LeetCode Count And Say

Description

The count-and-say sequence is the sequence of integers beginning as follows:
1, 11, 21, 1211, 111221, …

1 is read off as “one 1” or 11.
11 is read off as “two 1s” or 21.
21 is read off as “one 2, then one 1” or 1211.
Given an integer n, generate the nth sequence.

Note: The sequence of integers will be represented as a string.

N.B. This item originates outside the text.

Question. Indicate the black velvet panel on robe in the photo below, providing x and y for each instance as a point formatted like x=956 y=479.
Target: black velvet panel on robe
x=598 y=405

The original problem is here.

The original code is here.

My Solution

I solve this problem in C++, as below:

/*
*Count and Say 
*Author: shuaijiang
*Email: zhaoshuaijiang8@gmail.com
*/
#include<iostream>
#include<string>
#include<stdlib.h>
using namespace std;

class Solution {
public:
    string countAndSay(int n) {
        if(n==0)
            return "";
        if(n==1)
            return "1";
        string str("1");
        for(int i=1;i<n;i++){
            str = countNext(str);
        }
        return str;
    }
    string countNext(string str){
        int count = 1;
        char lastCh=str[0],countCh;
        string newStr;
        for(int i=1;i<str.length();++i){
            if(str[i]==lastCh){
                count ++;
            }
            else{
                countCh = '0'+count;
                newStr.push_back(countCh);
                newStr.push_back(lastCh);
                lastCh = str[i];
                count = 1;
            }
        }
        countCh = '0'+count;
        newStr.push_back(countCh);
        newStr.push_back(lastCh);
        return newStr;
    }
};

Note

Just count the continous same number in the string.